C’è di più: non solo i partitini sovranisti saranno a breve già superati ma il tema stesso del sovranismo rischia di andare presto in soffitta. Fra poco infatti saranno gli stessi Renzi, Bersani, Prodi, Berlusconi, Brunetta a spiegare agli italiani che bisogna dissolvere la moneta unica. E la stessa stampa mainstream, finora faziosamente eurista per servilismo verso l’establishment, si incaricherà di persuadere la gente della bontà dell’exit, sempre in virtù del proprio servilismo e conformismo.
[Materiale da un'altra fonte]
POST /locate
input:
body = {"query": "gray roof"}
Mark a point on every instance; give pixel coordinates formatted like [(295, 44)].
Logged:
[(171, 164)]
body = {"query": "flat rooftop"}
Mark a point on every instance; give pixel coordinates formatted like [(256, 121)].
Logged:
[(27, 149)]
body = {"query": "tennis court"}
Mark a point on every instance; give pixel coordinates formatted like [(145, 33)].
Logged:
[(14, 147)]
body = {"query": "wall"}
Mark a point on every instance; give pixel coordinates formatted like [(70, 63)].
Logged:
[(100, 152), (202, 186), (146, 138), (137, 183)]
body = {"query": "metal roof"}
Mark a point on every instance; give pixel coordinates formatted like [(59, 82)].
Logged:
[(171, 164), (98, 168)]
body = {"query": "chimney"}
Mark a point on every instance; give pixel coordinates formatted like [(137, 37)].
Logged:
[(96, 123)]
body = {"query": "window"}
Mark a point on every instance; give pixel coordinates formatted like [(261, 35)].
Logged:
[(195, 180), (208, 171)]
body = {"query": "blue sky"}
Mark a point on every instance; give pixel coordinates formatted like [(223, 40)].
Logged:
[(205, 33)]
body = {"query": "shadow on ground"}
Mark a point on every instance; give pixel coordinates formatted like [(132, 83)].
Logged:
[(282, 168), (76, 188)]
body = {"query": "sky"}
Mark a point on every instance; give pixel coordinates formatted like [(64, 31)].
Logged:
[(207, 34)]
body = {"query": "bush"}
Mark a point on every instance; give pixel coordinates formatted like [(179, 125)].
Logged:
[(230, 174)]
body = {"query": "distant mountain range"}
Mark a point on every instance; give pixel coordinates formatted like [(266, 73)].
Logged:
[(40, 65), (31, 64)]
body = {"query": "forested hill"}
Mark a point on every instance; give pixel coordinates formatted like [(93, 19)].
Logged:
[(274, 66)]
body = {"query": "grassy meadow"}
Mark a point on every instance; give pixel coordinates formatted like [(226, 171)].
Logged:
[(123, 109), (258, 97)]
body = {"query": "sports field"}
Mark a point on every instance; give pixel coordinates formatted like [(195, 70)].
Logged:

Se qualcuno pensa che a convincere la massa saranno i vari Barnard, Bagnai, Barra Caracciolo e compagnia bella, non ha ben capito come funzionano politica e comunicazione di massa.
2. Se tra poco il sovranismo sarà superato, l’appoggio palese a Lega e FdI e la concomitante avversione verso il M5S, che viene attaccato da gran parte dei sovranisti in modo continuo e sarcastico, si configura come una scelta perdente anche per incidere nel breve lasso di tempo che ci separa dall’implosione dell’euro. Sarebbe infatti curioso sapere come i sovranisti pensino di arrivare al governo subito, prima che i soliti partiti si approprino del tema, unendo i loro pochissimi voti a quelli di Lega e FdI, che in due fanno il 15/16% ad essere ottimisti. Dovrebbe essere ovvio che se i sovranisti vogliono che la loro causa si imponga alle prossime elezioni, devono per forza considerare come interlocutore il 30% e oltre del M5S, senza il cui aiuto Salvini, la Meloni e loro stessi non potranno governare un bel nulla.
Delle due l’una, dice la logica: o si concede fiducia critica al M5S, smettendo di attaccarlo sistematicamente e di accusarlo di essere cavallo di Troia dell’eurismo nel fronte euroscettico, in previsione di un accordo post-elettorale; oppure lo si attacca e ci si pone alternativi ad esso, ma in quel caso occorre ammettere che l’exit lo gestiranno il Pd e/o FI, nei tempi e nei modi che desidereranno. Come mai, allora, i vertici dei micropartiti sovranisti, che stupidi non sono, fanno credere ai loro elettori in una grande futuro del movimento sovranista e nel presente promuovono costantemente l’attacco al M5S mentre strizzano l’occhio a Lega e FdI?
L’unica ipotesi sensata è che essi sappiano benissimo come stanno le cose e che cerchino semplicemente di accumulare un pacchettino di voti da strappare al M5S e da portare in dote al centrodestra (che comprenderà anche Berlusconi). Alla fin fine, insomma, in cambio di qualche poltrona accettano che l’exit lo gestiscano gli stessi che, assieme al centro-sinistra, hanno amministrato vent’anni di euro. Riverniciati, ma sono sempre loro. La cosa a certuni può anche stare bene. Ma è onesto che si sappia, prima di dare a destra e manca patenti di gatekeeping.